Anche Alessandro riconosce la bontà della sua esperienza specialmente in ordine a ciò che ha ricevuto:

«Vorrei consigliare a tutti i giovani di fare un servizio di incontro con le persone che vivono situazioni di difficoltà proprio perché attraverso di esso si ha la possibilità di entrare profondamente in contatto con la carità, ovvero quell’amore fraterno, disinteressato, smisurato che è caratteristico solo di Dio, anche se questo comunque mette alla prova. Con il passare del tempo, infatti, mi sono scontrato con dei pregiudizi che non credevo di possedere. Penso ad esempio al valore che può avere un saluto o una stretta di mano: negarli a chi mi viene incontro, anche se per chiedere solo un aiuto materiale, significa togliere dignità alla persona. Allo stesso modo ho imparato a saper dare una parola di conforto a chi ne necessitava, a essere disponibile a un ascolto gratuito, semplice e sincero. È stato anche difficile apprendere come talvolta esercitare una carità vera significhi assumersi la responsabilità di rispondere con dei “no” magari a richieste eccessive anche a livello relazionale da parte di chi incontravo nel luogo di servizio: concedere sempre ogni cosa non sempre significa aiutare il prossimo. Grazie a questa esperienza ho poi ricevuto un forte stimolo a saper dare il meglio di me in ogni occasione, a “lasciare a casa” quei sentimenti negativi con cui posso influenzare chi mi sta vicino e a non pensare il volontariato come un “fare” meccanico e ripetitivo. Aiutare il prossimo non significa solo guardare a cosa concretamente ci sia da fare per lui, ma essere anche attenti alle sue necessità morali e spirituali. A conti fatti posso dire che è proprio vero: quando doni qualcosa di te stesso in verità ricevi molto più di ciò che dai!».

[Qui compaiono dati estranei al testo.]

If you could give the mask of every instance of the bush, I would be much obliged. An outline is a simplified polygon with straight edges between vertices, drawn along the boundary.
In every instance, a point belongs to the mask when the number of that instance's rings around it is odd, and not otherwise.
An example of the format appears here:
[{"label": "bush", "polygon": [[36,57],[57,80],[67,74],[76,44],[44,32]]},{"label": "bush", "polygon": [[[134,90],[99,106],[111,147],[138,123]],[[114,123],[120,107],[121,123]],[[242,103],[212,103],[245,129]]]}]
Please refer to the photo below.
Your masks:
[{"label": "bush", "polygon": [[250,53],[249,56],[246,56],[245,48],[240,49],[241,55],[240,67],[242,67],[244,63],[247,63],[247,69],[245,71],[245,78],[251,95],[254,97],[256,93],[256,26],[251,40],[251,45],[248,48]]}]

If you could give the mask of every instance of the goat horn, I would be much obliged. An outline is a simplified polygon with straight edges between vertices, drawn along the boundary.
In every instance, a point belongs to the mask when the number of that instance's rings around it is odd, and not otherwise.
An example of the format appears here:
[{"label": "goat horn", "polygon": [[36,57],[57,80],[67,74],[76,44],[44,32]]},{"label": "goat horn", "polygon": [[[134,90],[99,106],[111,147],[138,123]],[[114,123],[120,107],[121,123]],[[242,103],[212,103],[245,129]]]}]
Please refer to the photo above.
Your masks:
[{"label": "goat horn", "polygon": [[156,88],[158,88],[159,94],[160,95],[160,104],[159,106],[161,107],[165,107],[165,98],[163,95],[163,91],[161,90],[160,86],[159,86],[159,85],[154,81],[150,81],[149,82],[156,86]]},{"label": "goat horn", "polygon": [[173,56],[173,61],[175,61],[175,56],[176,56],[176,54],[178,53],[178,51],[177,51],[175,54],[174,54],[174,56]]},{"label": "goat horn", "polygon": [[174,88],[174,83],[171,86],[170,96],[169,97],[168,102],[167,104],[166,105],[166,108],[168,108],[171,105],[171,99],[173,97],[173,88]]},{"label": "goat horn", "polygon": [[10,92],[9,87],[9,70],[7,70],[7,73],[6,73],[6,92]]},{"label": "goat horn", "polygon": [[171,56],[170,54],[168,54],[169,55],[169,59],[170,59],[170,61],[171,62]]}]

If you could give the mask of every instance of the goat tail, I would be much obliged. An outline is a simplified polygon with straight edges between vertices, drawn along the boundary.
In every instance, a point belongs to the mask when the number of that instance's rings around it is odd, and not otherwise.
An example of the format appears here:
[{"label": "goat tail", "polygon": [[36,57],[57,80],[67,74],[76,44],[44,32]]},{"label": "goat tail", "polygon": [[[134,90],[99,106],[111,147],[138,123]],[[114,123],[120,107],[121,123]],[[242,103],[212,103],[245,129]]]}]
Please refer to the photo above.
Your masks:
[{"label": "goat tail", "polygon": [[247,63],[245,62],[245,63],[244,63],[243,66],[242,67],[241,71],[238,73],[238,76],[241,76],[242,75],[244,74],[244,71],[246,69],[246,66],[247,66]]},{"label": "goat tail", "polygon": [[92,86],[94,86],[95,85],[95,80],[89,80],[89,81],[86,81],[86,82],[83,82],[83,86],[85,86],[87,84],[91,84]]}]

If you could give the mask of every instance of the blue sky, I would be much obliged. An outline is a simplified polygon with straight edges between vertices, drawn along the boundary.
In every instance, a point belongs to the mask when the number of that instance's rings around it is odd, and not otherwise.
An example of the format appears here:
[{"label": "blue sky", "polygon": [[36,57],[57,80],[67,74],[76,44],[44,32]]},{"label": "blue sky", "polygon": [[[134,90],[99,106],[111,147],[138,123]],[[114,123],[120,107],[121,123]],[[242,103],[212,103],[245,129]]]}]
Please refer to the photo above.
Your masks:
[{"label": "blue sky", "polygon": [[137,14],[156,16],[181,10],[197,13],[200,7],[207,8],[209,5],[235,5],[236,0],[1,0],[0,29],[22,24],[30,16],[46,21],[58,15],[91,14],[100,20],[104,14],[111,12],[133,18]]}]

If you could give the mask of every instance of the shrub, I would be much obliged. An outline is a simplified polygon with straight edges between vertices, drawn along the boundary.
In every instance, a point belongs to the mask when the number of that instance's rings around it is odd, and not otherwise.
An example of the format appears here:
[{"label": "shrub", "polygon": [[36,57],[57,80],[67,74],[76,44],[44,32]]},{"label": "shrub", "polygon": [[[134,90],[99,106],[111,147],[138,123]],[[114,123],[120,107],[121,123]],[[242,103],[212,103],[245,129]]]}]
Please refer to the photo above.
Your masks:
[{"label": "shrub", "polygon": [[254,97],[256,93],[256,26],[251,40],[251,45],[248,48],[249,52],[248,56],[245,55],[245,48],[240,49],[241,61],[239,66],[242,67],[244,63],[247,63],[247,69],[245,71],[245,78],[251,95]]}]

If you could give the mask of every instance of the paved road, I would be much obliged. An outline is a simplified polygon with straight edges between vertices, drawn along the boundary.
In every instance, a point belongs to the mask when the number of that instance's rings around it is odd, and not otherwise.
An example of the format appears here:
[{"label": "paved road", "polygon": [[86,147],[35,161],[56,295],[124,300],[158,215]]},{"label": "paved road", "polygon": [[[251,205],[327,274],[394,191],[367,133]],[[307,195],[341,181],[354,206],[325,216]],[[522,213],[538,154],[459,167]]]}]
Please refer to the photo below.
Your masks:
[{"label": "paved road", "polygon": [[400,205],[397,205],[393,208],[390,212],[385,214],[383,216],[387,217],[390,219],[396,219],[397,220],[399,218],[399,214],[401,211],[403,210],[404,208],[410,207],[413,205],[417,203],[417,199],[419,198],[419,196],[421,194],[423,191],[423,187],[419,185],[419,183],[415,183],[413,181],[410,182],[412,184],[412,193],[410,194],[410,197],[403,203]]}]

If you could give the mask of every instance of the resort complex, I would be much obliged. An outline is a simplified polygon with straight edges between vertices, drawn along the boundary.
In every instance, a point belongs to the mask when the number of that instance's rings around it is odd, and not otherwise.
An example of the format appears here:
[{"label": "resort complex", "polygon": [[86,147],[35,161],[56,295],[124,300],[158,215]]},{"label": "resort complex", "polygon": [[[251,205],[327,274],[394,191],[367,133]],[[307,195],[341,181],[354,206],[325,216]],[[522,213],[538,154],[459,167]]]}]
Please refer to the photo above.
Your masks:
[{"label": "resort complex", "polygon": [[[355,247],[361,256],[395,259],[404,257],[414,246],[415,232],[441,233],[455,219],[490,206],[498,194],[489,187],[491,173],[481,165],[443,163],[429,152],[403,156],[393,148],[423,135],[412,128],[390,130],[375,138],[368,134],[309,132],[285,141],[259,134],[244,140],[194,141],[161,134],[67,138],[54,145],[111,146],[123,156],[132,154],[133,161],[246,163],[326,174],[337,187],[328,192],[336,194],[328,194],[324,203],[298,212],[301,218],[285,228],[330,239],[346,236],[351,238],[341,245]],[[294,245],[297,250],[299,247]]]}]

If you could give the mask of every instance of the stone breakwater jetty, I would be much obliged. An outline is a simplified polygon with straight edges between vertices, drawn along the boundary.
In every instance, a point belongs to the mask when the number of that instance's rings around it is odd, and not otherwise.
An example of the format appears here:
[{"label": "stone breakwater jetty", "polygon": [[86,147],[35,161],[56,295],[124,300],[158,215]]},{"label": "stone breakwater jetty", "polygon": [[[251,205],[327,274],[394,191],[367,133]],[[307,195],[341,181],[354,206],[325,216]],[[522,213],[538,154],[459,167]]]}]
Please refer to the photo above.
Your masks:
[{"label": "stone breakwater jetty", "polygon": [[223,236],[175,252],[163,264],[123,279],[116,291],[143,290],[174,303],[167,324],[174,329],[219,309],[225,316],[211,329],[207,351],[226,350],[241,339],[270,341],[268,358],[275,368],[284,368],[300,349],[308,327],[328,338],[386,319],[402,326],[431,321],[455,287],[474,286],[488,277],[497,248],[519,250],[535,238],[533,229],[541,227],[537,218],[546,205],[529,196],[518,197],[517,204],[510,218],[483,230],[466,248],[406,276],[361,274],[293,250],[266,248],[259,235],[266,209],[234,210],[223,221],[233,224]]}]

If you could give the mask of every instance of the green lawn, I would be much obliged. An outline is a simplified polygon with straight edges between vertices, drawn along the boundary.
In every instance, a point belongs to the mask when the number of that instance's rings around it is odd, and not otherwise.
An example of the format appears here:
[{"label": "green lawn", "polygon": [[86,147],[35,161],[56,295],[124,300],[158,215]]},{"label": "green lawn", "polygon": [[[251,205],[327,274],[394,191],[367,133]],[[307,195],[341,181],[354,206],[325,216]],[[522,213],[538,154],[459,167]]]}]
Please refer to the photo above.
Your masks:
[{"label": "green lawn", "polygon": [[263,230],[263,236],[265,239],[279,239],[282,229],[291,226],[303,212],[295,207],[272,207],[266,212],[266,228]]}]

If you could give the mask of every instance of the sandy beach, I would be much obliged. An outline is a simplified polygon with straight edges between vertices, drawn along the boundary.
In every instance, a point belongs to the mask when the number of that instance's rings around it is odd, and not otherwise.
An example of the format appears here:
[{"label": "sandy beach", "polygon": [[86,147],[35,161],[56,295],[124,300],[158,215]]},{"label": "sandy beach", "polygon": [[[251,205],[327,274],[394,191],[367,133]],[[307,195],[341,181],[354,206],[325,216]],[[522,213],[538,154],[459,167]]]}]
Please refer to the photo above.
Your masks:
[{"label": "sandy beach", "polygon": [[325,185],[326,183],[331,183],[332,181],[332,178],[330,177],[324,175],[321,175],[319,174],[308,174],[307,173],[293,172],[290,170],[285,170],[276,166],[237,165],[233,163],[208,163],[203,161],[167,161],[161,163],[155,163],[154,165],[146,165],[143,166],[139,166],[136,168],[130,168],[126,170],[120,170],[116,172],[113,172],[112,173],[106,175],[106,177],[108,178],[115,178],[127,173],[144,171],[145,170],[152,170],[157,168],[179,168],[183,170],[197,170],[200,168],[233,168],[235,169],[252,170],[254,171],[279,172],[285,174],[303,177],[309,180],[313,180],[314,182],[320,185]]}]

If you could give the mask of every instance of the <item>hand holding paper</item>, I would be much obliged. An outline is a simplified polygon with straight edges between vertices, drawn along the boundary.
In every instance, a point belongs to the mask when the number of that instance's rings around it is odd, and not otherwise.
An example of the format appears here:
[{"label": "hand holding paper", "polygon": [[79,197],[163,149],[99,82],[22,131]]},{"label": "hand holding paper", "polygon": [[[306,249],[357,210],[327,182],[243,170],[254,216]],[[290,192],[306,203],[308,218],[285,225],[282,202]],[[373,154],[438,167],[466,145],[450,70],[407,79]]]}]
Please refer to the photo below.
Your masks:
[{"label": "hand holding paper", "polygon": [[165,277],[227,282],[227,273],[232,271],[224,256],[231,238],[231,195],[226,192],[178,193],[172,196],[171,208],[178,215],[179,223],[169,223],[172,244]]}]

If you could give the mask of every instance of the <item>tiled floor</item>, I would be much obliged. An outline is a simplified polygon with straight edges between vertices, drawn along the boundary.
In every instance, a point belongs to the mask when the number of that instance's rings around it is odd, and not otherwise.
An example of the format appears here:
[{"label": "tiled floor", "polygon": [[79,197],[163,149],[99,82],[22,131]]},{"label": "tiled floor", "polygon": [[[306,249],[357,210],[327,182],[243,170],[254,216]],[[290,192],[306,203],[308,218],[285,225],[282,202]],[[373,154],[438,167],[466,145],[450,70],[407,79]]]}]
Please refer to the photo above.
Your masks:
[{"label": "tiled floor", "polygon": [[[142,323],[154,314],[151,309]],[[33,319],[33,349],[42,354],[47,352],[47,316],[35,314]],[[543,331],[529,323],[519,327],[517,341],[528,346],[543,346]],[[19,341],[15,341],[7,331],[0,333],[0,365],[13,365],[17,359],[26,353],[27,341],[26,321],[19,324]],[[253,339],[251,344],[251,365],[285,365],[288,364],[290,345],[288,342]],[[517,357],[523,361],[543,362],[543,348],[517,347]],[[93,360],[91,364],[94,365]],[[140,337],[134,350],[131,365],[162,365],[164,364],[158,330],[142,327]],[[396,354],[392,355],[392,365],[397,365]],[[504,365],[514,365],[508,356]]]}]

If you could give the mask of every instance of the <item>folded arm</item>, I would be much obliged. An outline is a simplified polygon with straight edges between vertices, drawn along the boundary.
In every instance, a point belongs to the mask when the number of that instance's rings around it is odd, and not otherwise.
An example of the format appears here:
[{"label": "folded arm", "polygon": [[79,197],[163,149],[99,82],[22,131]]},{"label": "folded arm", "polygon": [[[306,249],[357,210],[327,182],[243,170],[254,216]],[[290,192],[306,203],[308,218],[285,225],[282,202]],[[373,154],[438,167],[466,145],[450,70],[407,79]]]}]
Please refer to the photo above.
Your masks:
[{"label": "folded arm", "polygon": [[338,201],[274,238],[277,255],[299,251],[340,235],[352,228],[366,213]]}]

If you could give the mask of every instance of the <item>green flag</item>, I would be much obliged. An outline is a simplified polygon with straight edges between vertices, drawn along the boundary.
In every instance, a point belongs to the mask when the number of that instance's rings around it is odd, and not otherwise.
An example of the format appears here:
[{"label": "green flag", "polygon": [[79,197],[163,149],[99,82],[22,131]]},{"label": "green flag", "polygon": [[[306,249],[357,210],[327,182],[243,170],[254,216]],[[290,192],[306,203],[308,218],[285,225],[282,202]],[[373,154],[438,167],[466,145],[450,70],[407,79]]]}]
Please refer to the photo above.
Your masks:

Infine Stefano legge nella sua esperienza alcuni elementi utili per comprendersi nel suo cammino di ricerca:

«L’attività presso il Centro di ascolto della Caritas diocesana ha rappresentato per me un buon terreno su cui esercitare quella propensione a un ascolto umile e rispettoso che credo sia fondamentale maturare anche all’interno di un cammino vocazionale come quello che ho intrapreso. In particolare l’incontro con persone bisognose – ma non sempre e del tutto disponibili a instaurare quel rapporto sincero e trasparente che sarebbe necessario perché possa essere offerto loro un aiuto adeguato – mi ha fatto riflettere sull’atteggiamento che dovrebbe qualificare chi si approssima, come me, a importanti scelte di vita e che dovrebbe essere caratterizzato da un’apertura fiduciosa a Colui che già ci conosce e a cui non ha senso nascondersi».

Forse è superfluo aggiungere che dare sostegno ai giovani perché si misurino con esperienze di tipo caritativo è una delle strade da percorrere perché il Vangelo possa esprimere maggiormente la sua forza.

Gli adulti potrebbero trovare fruttuoso e interessante il confronto con i giovani sulla carità, una questione così concreta e ricca di conseguenze a tanti livelli. Il cammino di ricerca del popolo di Dio fatto insieme apre alle intuizioni che lo Spirito vuole suggerire alla sua Chiesa e come scrive san Benedetto nella sua Regola «tutti siano chiamati a esprimere il proprio parere, poiché spesso è al più giovane che Dio rivela la soluzione migliore».